Gaining Momentum: Asia Pacific Hotel Investment Successfully Rebounds

Growing an impressive 46% year-on-year to reach US$12.1 billion, Asia Pacific hotel investment came back strong in 2021. According to the latest CBRE research, the industry’s steady rebound was founded on a growing volume of capital looking to increase their exposure to the sector. “Hotels are among the sectors poised to benefit as the region’s borders reopen. The sector offers attractive risk-adjusted yields and asset repositioning opportunities to investors seeking enhanced returns. Hotels have gained appeal as a potential inflation hedge due to the sector’s uniquely short lease period measured in days rather than months or years as with other property types,” said Steve Carroll, CBRE’s Head of Hotels & Hospitality, Capital Markets, Asia Pacific.


Seeking diverse value-add opportunities, investors are increasingly eyeing the hospitality sector. Positively impacted by a continuous reopening of borders and easing travel restrictions, capital owners such as REITs, private offices, and a growing volume of private equity are purchasing properties to upgrade guest offerings in anticipation of the recovered tourist demand, as well as converting some hotel assets into offices and co-living spaces.

This phenomenon is particularly evident in Hong Kong SAR and Singapore where there is ample demand for cost-effective accommodation amid a rather rigid rental market.
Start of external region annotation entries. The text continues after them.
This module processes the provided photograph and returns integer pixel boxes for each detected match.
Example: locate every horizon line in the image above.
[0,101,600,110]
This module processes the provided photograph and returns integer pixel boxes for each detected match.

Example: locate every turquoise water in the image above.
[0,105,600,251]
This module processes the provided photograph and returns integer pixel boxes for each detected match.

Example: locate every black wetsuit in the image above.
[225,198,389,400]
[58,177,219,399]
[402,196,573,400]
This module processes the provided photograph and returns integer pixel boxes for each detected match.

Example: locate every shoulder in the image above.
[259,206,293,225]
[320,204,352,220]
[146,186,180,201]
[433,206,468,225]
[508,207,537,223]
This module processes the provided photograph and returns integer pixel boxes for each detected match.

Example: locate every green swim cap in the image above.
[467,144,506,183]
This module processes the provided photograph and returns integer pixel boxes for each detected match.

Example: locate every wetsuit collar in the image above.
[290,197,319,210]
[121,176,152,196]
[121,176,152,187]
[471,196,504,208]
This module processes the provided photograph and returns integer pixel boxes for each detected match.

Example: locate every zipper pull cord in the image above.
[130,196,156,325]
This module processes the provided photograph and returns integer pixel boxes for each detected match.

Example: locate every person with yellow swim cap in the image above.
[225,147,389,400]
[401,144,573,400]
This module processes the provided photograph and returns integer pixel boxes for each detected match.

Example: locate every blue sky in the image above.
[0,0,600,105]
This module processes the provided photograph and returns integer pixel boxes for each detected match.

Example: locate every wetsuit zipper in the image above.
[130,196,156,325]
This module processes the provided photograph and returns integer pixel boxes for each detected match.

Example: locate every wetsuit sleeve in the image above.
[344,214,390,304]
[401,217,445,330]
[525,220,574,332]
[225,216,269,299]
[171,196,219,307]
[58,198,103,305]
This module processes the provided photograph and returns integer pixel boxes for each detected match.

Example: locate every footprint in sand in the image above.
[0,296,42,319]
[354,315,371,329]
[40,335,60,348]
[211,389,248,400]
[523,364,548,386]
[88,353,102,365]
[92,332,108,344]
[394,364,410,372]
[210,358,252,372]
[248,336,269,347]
Mr. Atakawee Choosang, Head of Hotels, CBRE Thailand commented, “For Thailand, hotel owners and developers are re-examining ways to better utilize spaces in light of the new norm post-COVID-19, otherwise exploring potentially selling their assets. For existing hotels, many operators and investors have taken advantage of the pandemic-induced lull in guests to upgrade and refurbish in preparation for the full return of guests, investing CapEx to implement new technology such as smart systems as key points of differentiation.”
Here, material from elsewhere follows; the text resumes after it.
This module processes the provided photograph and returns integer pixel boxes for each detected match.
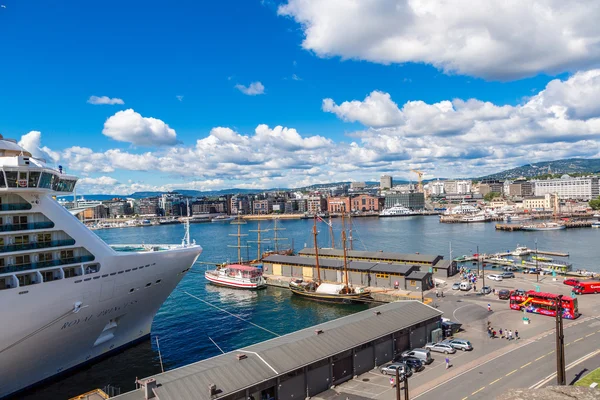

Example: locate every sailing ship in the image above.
[204,215,267,290]
[290,215,371,304]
In terms of the sub-sector demand, the resort segment seems to be leading the way. CBRE expects to see more capital investment in leisure-focused properties in the second half of 2022 as competition for choice assets heats up in anticipation of a full recovery in occupancy. Meanwhile, the sentiment remains cautious towards urban hotels, which are probably to lag the recovery since companies continue to maintain a cost-sensitive approach towards corporate travel.


“With recovery on the cards for the industry, hotels will soon be welcoming a different type of traveler post-pandemic. There will be a greater emphasis on technology, whether for ensuring hygiene and safety for leisure guests or enhancing conference room and business meeting capabilities for business travelers. Growing environmental and social awareness among consumers is another emerging trend that will drive further ESG adoption in the hotel sector and shape future transactions in this space,” added Mr. Carroll.